Corio, par défaut et pour le rendement

L’analyse d’Alphavalue

Trouver des options d’investissement valables au sein de notre couverture du secteur Immobilier européen (18 valeurs, 73milliards d’euros de capitalisation boursière) est plus compliqué que ce à quoi on pouvait s’attendre. Une fois exclues les grandes foncières déjà correctement valorisées (Unibail-Rodamco ou Land Securities), les groupes englués dans des problèmes de dette (IVG Immobilien) et ceux qui pâtissent de leur drapeau national (Metrovacesa), la liste est largement réduite. Corio, un spécialiste des centres commerciaux géographiquement bien diversifié, apparaît comme une proposition intéressante. Certains pourraient se demander combien de temps Corio sera « dead-money » dans un secteur qui a gagné 22% depuis le début de l’année.

2012 a clairement été une année perdue pour Corio. Le portefeuille pourtant bien équilibré du groupe (les revenus locatifs bruts proviennent pour 31% des Pays-Bas, 22% de France, 18% d’Italie, 12% d’Espagne/Portugal, 9% d’Allemagne et 8% de Turquie) n’a pas joué son rôle protecteur supposé. La récession en Europe n’a  pas fourni un socle solide pour une activité qui dépend finalement de l’envie des consommateurs de venir flâner dans les centres commerciaux. Avec une exposition relativement importante à l’Europe du Sud (quand on la compare à celles de Klépierre et d’Unibail) et certainement des actifs de moins bonne qualité (sur les 9 premiers mois de 2012, les dévalorisations nettes sur les actifs immobiliers ont atteint 127millions d’euros dont 40 millions  sont liés à un unique actif à Dresde en Allemagne), les données opérationnelles sur 9 mois sont décevantes : une croissance nulle des revenus sur une base comparable, des marges d’EBITDA en baisse passant de 81% à 78,2% d’une année sur l’autre, un chiffre d’affaires des locataires en baisse de 0,2%…

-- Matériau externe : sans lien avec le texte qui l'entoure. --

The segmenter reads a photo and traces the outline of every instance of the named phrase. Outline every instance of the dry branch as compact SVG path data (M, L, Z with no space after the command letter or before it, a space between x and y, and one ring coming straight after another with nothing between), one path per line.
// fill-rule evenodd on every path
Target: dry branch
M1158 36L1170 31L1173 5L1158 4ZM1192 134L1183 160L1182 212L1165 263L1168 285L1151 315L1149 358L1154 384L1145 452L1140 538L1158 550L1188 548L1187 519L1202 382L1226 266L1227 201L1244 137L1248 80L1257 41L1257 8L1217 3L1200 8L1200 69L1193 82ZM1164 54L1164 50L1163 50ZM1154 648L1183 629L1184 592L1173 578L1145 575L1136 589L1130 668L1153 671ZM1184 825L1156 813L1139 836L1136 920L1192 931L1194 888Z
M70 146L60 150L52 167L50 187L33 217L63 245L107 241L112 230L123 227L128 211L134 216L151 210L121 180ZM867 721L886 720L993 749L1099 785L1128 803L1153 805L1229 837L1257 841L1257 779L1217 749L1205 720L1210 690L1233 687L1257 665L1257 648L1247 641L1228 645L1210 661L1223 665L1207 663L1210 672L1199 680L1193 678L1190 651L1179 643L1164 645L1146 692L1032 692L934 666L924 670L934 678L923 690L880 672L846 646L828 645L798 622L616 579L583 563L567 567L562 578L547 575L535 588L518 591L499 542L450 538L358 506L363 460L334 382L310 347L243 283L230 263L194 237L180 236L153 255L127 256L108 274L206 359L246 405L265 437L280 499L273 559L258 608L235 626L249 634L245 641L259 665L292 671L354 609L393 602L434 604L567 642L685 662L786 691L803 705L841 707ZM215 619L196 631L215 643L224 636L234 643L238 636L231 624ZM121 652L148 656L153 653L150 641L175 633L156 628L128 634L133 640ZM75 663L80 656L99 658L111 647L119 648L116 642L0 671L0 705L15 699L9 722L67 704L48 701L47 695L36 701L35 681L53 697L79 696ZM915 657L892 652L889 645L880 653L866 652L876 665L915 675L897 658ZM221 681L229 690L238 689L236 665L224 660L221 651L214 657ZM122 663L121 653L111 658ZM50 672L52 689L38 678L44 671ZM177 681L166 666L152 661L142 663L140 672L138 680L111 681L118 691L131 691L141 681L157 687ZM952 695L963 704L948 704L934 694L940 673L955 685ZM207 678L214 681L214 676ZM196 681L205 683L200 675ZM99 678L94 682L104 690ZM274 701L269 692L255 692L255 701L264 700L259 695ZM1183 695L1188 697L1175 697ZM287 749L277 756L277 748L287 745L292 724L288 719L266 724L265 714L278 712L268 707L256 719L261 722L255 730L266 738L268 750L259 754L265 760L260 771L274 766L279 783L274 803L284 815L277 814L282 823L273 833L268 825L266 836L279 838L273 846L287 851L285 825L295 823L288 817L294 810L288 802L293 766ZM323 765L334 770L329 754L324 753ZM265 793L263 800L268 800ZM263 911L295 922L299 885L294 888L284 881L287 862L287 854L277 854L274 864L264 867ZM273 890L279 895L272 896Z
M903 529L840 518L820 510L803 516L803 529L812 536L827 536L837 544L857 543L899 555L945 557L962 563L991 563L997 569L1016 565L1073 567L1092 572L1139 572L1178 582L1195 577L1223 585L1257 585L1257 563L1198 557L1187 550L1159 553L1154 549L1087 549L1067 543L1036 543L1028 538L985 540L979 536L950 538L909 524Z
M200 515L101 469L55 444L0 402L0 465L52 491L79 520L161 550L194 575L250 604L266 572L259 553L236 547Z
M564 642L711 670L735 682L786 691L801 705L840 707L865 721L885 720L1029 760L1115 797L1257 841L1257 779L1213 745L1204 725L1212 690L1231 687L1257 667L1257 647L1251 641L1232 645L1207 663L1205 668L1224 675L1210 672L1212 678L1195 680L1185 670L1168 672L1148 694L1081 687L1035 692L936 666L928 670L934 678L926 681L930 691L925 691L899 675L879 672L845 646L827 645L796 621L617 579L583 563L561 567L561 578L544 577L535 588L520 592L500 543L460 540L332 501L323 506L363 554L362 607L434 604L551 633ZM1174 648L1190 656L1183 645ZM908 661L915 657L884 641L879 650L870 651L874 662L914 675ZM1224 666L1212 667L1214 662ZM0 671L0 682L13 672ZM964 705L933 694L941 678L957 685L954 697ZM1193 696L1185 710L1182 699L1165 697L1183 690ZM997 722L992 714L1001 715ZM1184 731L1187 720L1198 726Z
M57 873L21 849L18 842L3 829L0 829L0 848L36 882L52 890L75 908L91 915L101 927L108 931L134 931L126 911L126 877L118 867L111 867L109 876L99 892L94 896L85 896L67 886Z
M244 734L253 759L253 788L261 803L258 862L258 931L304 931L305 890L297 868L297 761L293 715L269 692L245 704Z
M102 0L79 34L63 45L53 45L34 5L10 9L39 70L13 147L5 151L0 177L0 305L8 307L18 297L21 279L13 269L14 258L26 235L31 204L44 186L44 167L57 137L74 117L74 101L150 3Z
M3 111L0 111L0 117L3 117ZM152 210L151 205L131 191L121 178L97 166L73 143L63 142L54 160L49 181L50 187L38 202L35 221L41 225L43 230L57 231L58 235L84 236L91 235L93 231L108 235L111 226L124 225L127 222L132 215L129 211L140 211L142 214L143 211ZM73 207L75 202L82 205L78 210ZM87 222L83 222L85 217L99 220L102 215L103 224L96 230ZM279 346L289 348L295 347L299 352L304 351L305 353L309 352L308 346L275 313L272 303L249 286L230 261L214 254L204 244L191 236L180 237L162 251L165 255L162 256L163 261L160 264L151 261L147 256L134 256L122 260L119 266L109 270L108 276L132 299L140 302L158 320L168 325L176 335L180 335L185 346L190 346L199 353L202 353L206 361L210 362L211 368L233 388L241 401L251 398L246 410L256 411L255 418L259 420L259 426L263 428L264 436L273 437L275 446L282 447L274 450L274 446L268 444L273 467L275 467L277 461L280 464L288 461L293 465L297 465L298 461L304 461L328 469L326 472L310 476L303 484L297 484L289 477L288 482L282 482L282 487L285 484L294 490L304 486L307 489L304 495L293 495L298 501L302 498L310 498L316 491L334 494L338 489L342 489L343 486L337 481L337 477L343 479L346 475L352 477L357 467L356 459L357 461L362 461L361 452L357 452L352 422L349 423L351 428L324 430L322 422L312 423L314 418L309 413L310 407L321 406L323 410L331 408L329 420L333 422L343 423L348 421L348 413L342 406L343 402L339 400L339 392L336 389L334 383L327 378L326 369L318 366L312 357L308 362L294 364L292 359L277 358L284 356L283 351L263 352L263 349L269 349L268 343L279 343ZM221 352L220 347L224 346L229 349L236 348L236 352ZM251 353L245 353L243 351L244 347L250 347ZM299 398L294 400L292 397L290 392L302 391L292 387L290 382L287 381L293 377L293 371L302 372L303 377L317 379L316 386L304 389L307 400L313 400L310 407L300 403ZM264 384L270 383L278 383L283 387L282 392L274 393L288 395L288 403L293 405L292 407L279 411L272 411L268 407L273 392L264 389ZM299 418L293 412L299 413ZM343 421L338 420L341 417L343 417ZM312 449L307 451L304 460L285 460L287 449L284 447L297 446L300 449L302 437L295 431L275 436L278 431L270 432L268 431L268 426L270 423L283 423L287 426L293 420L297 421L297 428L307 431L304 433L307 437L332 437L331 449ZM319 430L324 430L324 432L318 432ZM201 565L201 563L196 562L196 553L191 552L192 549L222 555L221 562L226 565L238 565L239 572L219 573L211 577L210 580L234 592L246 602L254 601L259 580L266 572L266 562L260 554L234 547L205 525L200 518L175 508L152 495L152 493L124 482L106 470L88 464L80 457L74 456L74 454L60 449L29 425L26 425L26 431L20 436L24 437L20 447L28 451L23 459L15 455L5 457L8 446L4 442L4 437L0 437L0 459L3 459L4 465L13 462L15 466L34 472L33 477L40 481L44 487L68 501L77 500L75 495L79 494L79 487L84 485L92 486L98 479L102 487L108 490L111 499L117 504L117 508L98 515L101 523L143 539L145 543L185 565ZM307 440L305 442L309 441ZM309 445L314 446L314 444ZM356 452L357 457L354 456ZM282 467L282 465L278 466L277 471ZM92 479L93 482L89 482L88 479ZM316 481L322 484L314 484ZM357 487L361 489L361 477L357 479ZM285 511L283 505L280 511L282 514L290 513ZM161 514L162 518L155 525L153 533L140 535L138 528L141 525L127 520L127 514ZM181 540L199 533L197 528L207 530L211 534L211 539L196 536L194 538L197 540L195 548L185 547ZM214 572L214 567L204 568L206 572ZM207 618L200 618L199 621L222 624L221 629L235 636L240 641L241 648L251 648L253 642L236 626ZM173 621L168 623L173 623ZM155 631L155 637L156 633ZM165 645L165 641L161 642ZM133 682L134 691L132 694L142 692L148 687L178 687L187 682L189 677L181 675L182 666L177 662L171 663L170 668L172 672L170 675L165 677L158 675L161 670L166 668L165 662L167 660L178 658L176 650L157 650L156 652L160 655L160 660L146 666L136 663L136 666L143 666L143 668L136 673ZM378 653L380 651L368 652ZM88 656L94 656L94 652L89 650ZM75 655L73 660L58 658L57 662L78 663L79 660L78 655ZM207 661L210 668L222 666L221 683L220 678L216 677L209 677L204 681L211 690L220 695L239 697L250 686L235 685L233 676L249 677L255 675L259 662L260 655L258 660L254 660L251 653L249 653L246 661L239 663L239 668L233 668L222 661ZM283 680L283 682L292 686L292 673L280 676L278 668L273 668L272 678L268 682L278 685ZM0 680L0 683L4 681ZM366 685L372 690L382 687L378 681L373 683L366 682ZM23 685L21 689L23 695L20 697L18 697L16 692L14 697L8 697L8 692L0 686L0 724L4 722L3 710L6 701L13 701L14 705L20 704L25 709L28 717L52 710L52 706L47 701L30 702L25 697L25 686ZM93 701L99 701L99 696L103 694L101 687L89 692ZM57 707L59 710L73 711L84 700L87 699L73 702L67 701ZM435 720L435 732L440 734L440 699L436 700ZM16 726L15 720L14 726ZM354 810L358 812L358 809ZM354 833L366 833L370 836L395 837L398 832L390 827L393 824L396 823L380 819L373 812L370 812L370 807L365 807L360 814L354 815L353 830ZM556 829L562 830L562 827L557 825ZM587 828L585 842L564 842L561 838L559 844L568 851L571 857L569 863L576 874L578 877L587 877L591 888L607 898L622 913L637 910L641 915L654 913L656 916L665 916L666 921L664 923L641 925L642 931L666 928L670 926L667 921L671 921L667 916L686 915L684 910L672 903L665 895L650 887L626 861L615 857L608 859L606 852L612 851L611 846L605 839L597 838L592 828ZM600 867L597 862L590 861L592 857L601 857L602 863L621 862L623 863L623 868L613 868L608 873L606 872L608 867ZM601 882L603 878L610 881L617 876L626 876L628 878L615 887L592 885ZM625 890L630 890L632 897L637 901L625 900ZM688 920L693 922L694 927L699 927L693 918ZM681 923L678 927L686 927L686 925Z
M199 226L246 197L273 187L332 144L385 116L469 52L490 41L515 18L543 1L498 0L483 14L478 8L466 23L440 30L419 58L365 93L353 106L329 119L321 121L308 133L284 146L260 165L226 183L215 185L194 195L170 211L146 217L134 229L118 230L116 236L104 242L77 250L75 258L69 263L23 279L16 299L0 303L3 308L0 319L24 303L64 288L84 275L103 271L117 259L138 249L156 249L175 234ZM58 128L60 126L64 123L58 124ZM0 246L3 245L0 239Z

Mais le management en a finalement pris conscience et a présenté une nouvelle stratégie le 4 décembre dernier. Ainsi Corio va lancer un grand programme de cessions pour les 3-4 prochaines années (1,4 milliard d’euros soit 20% du portefeuille total), principalement des actifs secondaires, pour se concentrer sur ceux qui sont les plus solides, autrement appelés actifs « prime ». Les sommes tirées de ces cessions seront allouées à la réduction de la dette et au financement des projets (750 millions d’euros engagés en juin 2012).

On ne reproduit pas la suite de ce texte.